BY JOHN ELLIS, FINANCIAL ADVISOR
As with last Christmas I have researched a few last-minute book buys for Christmas with a financial bent. Again, so many just drive our fears and needs and are openly greed driven. So, what I thought was let’s look at a few good books that would be worth reading over the festive period.
We are continually being encouraged to do our best for our homes and the planet, but it’s often hard to find the time and energy to think of alternatives. In Nancy Birtwhistle book Green Living Made Easy you are given 101 tips, ideas and recipes that will help you to live an eco-friendlier life without giving up on any home comforts.
It’s a book to guide you in reducing your environmental impact while saving time and money. Inside, are tips on everything from cleaning, upcycling, small-space gardening and creative crafts, plus a selection of delicious recipes. Clearly explained, it is the perfect guide for anyone looking to pursue a more sustainable lifestyle but unsure where to start.

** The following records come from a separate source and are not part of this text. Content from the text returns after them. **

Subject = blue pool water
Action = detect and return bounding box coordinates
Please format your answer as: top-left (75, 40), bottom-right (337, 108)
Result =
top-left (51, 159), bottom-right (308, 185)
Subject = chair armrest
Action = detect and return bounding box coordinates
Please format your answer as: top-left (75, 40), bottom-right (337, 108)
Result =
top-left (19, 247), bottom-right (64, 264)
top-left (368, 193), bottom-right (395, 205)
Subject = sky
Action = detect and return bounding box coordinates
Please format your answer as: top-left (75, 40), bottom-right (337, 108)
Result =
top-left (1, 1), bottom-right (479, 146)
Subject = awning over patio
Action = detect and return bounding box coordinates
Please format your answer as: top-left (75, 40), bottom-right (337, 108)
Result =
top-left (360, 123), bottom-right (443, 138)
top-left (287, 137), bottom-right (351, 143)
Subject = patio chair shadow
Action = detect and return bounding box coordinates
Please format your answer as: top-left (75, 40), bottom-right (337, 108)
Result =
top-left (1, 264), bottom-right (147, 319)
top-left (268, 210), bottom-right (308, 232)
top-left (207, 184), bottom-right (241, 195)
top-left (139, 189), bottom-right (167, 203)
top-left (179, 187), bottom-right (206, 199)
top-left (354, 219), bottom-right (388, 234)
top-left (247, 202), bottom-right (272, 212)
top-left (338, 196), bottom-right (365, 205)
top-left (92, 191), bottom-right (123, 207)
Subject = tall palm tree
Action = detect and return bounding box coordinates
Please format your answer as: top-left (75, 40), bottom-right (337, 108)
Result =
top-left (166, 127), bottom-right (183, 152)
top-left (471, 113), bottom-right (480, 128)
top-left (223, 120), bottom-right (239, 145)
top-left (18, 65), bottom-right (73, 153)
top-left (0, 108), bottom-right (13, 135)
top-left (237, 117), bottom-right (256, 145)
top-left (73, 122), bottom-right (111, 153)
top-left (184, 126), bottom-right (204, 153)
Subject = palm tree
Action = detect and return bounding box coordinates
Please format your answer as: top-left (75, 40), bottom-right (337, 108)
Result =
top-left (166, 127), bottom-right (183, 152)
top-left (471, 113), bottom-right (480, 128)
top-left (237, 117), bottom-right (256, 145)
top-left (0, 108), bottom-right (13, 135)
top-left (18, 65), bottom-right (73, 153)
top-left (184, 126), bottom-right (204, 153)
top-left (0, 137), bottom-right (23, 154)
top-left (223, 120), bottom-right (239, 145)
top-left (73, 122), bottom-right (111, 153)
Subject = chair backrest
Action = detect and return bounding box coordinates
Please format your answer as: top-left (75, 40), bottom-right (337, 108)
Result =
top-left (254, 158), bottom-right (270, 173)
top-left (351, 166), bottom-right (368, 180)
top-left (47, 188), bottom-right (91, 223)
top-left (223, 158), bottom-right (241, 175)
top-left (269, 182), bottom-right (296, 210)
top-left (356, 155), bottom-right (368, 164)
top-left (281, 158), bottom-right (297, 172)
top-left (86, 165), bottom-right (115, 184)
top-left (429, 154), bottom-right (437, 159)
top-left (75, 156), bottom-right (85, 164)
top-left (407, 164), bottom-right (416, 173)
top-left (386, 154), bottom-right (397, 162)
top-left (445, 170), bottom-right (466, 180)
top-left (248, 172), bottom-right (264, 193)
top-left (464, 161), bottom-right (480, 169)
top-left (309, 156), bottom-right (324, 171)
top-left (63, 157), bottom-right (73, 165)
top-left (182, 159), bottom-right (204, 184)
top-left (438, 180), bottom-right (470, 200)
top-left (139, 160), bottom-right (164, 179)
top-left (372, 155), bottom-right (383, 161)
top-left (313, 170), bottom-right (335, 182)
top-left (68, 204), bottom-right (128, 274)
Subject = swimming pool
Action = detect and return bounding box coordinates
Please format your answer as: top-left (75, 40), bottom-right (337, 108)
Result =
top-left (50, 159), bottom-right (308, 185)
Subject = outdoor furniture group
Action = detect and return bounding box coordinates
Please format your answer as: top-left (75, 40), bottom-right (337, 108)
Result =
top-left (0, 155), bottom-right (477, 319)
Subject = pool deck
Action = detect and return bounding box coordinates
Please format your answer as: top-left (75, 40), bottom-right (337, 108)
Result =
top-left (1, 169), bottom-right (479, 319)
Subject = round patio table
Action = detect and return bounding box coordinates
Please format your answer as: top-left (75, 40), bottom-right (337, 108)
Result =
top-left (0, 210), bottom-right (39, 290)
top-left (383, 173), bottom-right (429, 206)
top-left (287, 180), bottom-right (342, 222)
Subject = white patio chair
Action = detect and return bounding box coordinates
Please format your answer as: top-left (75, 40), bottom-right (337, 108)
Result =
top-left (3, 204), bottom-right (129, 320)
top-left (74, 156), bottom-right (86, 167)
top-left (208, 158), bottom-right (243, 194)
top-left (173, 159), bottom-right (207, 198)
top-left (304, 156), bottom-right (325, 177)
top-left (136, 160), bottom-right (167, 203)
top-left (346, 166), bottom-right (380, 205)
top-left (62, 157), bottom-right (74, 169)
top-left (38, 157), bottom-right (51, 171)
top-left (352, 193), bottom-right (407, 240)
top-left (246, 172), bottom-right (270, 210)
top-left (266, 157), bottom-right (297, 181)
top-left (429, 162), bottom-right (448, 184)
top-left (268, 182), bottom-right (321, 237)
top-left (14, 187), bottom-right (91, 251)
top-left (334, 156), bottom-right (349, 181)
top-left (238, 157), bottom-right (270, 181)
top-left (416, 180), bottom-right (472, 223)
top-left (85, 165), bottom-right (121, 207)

Crypto currencies, the most recognisable being Bitcoin have taken a battering this year with some crashing out completely. The average portfolio of crypto currency is down approximately 66% to date. Some say its finished others that now is the time to invest.
Siam Kidd’s book The Crypto Book “lifts the bonnet” to explain and illustrate everything you need to know about this “fascinating market” from what it is?, why does it exist at all?, what is the future of the currency? and, most importantly, how to invest safely, if there’s such in think in this volatile market!
The Little Book of Common-Sense Investing is the classic guide about the markets. Legendary mutual fund pioneer John C. Bogle reveals his key to getting more out of investing: low-cost index funds. Bogle describes the simplest and most effective investment strategy for building wealth over the long term, “buy and hold, at very low cost, a mutual fund that tracks a broad stock market Index such as the S&P 500”.
The book helps you understand that stock returns are generated by three sources (dividend yield, earnings growth, and changes in market valuation) in order to establish rational expectations for stock returns over the coming decade.
I make mention of two books again this year as they are still well worth a read. So often having been encouraged by what we have read we set out our financial goals but often we become waylaid as the year progresses. According to John Kay, the author of ‘Obliquity’ ,many goals are more likely to be achieved when pursued indirectly. The most successful people are not the most materialistic, the happiest not necessarily those who focus on happiness, and the most profitable companies are not always the most profit oriented. History shows that oblique approaches are the most successful, especially in times of difficulty.
Trouble changing your habits? The problem isn’t you, it’s your system! says James Clear the author of Atomic Habits. He is one of the world’s leading experts on habit formation. He says “bad habits” repeat themselves again and again not because you don’t want to change, but because you have the wrong system for change; “You do not rise to the level of your goals. You fall to the level of your systems.” In this book you’ll get a proven system that will teach you exactly how to form good habits, break bad ones, and master the tiny behaviours that lead to remarkable results that can take you to new heights.
And finally, a book with an Irish bent — John Lowe’s excellent book The Money Doctor. A book for everyone living in Ireland who wants to better manage and structure their personal finances. Written in plain English with case histories, real life examples, checklists and “actioned-orientated advice”.
Each chapter begins with a summary and ends with a list of action points. The book is a complete service and with the free website www.moneydoctor.ie you will find a huge range of topics for all conceivable needs.